Chinese Exporters Will Continue to Face Increasing Trade Friction in 2014

In the midst of escalating trade protectionism and an uncertain economic recovery, Chinese exporters will continue to face further trade friction in the second half of 2013 and 2014, according to PwC China’s international trade and customs team.


More conflicts in terms of involved trade value and an increase in trade remedy cases from the emerging markets are also anticipated, PwC says.


Trade relations between China and both the US and EU have cooled, leading to investigations and the imposition of trade barriers including, but not limited to, anti-dumping levies.


China’s Ministry of Commerce said in 2012, that 21 countries launched a total of 77 trade remedy investigations with the total amount involved worth about $27.7 billion against China. This is an increase of 11.6% in the number of investigations and an increase of 369% in value compared with 2011.


Meanwhile, the rapid rise in disputes with emerging market economies has posed a threat to China’s economy. Last year, these countries launched 54 trade remedy probes against China, making 70.1% of the total.


“Both developed countries and emerging markets are taking action to restrict imports and encourage their own exports,” says Damon Paling, PwC China Trade and Customs Partner. “These trade protectionism policies are often enforced amid a severe economic downturn. Chinese manufacturers and exporters should respond more proactively to disputes and investigations through revisiting business models and restructuring supply chains.”


“Besides market barriers and potential administrative nuisance, trade protectionism often results in eroding profit margins. While we are all well aware of the current scrutiny and remedies that are impacting the solar and telecom sector in China, the issue of trade protectionism impacts a much wider scope of sectors and covers all overseas markets,” Paling says.


According to PwC’s experiences, Chinese manufacturers and exporters usually encounter two kinds of difficulties during trade remedy investigations: ensuring the comprehensiveness and accuracy of questionnaire responses within limited time, and managing adequate preparation work for the on-site verification.


Answers to the Market Economy Treatment (MET) questionnaire or the Anti-Dumping (AD) questionnaire are requested by overseas authorities during the initial investigation phase.

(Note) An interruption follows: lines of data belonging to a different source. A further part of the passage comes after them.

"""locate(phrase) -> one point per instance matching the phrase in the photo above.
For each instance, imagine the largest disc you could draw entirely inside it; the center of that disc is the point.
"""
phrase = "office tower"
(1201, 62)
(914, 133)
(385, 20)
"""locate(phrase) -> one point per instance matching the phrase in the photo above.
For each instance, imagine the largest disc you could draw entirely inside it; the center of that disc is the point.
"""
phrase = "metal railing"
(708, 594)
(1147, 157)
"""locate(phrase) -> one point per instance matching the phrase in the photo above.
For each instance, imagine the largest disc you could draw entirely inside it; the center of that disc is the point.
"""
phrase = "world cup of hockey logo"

Substantial data needs to be discussed, adjusted and allocated with the original copy of receipts submitted in order to meet strict accounting requirements.


If data is submitted in different formats and is inconsistent, overseas authorities will treat the data as unreliable. This will negatively impact the determination of the MET status and the opportunity to obtain a lower anti-dumping rate.


Once the Chinese manufacturer or exporter is selected for on-site verification, officials will begin an in depth face-to-face review to verify the accuracy of the financial data provided. It is critical to verify data sources, collection methods and prepare proper explanations for any inconsistencies.


In addition to preparing proactive responses to an investigation, meticulous planning is crucial to mitigating risks before an investigation is initiated. Best practices include making a self-assessment of dumping risks, understanding export measures and the overseas market environment, and exploring alternative export models, if needed.


“A lack of innovative technology and manufacturing forecasting capabilities remain a weakness to some Chinese companies, contributing to an increase in trade friction,” says Elton Huang, PwC China Domestic Market Initiatives (DMI) Tax Leader. “The gap between Chinese products’ technical parameters and international standards still exists. Blind investment in production capability without proper forecasting mechanisms only leads to overcapacity.”


"Having low-cost products is no longer a competitive advantage considering growing labour costs in China. Both manufacturers and exporters should scrutinise the export market and develop new product mixes to become more competitive on a sustainable level. This is the long-term solution for Chinese enterprises to deal with trade friction and maintain a strong export market share," Huang says.